Yeah. We should get back to insisting whether or not Nobles are monsters. That's a key point.
Nobles are monsters if you are intended to fight them. Nobles are NPC's if you're intended to interact with them non-violently. A Noble can be both, or switch from one to the other depending on circumstances.
I just find the MM quote to be hilarious because the official definition of a monster is so all-encompassing it could actually mean the PC's are monsters (and I suppose, to the monsters, they are!).
The reality is simple- if you want your Noble to have combat stats, you use a stat block. In every edition of the game, you'd do that. But only rarely as a "Noble". Until the Aristocrat class was created, most nobles you'd find statted up in D&D had class levels, like the King of Cormyr in the Forgotten Realms being a 20th level Cavalier (?!). And often, these stats were to keep players from just assassinating leaders of state, lol.
It wasn't until 4e, and now 5e, that you'd have a generic "Noble" monster.

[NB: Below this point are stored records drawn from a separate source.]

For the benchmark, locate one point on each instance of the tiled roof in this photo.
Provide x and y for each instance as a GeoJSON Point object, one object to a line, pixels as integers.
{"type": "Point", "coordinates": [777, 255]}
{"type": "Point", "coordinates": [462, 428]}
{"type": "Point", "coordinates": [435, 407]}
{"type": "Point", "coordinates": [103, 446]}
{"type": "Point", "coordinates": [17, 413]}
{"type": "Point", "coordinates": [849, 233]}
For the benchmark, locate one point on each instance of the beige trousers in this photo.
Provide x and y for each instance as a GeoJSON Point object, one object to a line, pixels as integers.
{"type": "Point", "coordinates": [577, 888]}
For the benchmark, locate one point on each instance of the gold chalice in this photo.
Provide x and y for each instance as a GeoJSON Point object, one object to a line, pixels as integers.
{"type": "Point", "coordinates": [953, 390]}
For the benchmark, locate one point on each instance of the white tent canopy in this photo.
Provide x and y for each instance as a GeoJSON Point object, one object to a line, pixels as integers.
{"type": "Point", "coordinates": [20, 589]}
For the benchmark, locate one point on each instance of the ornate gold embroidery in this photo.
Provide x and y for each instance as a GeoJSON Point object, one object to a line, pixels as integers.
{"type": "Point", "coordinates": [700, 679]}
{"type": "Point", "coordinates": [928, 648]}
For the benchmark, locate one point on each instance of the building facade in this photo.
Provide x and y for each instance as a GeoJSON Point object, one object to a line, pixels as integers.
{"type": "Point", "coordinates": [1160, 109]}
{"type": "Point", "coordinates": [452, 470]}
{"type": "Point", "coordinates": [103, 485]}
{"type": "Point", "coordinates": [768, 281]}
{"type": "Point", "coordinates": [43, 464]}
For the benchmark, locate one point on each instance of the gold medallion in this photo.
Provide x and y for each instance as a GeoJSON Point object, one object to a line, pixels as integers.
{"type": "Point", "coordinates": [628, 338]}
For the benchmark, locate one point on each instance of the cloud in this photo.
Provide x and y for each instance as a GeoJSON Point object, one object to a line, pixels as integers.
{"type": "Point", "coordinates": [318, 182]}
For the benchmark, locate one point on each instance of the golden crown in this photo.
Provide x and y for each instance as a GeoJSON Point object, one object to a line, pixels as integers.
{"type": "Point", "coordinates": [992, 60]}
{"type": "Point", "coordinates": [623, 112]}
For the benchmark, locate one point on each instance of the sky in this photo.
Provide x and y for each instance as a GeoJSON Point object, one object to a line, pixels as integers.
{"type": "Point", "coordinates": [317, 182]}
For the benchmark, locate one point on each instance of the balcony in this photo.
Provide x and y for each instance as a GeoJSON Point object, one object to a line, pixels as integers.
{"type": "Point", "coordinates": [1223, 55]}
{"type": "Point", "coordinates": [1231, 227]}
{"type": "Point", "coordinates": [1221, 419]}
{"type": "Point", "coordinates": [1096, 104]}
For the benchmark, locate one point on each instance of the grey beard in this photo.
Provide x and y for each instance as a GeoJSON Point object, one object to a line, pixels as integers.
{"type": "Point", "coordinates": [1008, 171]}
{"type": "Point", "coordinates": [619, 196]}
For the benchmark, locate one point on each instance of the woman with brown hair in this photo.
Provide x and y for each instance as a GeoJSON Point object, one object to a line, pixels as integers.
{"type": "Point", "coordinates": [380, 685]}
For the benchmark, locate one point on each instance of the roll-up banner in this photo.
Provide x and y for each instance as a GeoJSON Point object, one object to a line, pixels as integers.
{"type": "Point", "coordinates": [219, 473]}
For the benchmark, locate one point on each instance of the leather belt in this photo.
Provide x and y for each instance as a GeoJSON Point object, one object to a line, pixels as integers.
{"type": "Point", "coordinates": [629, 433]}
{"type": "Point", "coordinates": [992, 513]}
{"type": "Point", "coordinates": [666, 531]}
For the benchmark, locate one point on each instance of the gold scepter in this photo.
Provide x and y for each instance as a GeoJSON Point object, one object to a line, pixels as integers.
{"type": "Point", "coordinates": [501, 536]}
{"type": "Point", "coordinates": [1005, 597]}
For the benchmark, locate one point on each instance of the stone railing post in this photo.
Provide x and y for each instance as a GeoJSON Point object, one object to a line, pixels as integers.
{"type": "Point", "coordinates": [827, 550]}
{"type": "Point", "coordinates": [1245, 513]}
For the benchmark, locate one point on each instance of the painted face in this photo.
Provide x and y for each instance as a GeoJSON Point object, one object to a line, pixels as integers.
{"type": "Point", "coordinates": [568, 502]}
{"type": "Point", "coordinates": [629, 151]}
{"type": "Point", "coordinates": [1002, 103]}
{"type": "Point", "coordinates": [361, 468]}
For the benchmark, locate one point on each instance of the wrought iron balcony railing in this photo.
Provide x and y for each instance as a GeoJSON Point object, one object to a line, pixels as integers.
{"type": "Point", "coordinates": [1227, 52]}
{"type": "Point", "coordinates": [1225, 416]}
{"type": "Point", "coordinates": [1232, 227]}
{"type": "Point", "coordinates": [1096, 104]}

So moving away from that, there's now the issue of what being a noble
means in D&D. Is a Barbarian Chieftain, the son of the old Chief, and the son of the Chief before him a noble? Would his daughter be a Barbarian princess and thus a noble, despite the fact that she can lop a man's head off with an axe?
Is a Frost Giant Jarl a noble? An Archdevil? How about the wealthy mayor of a town?
Is being a noble in a setting the result of the Divine Right of Kings? Do you have to be 2/3 God and one part Man? Or are you just a worshiped as a God?
Can you buy your way into the aristocracy or be granted a Knighthood? Is Conan a noble because he sat down on a throne and declared himself King?
There's no "one size fits all" description here, which does give a lot of weight to the argument that the Noble Background might not work when you interact with a culture you're not a part of. Is the Daimyo of House Kakita going to accept that this "round-eyed white demon" is actually a Noble from a distant land? Would it matter if he did?
The Background Features are written for a game where there is some mystical quality that sets a noble apart- it's a staple of Western European folklore. In The Matter of England or the Matter of France, there is something special about nobles, and most people recognize that on sight.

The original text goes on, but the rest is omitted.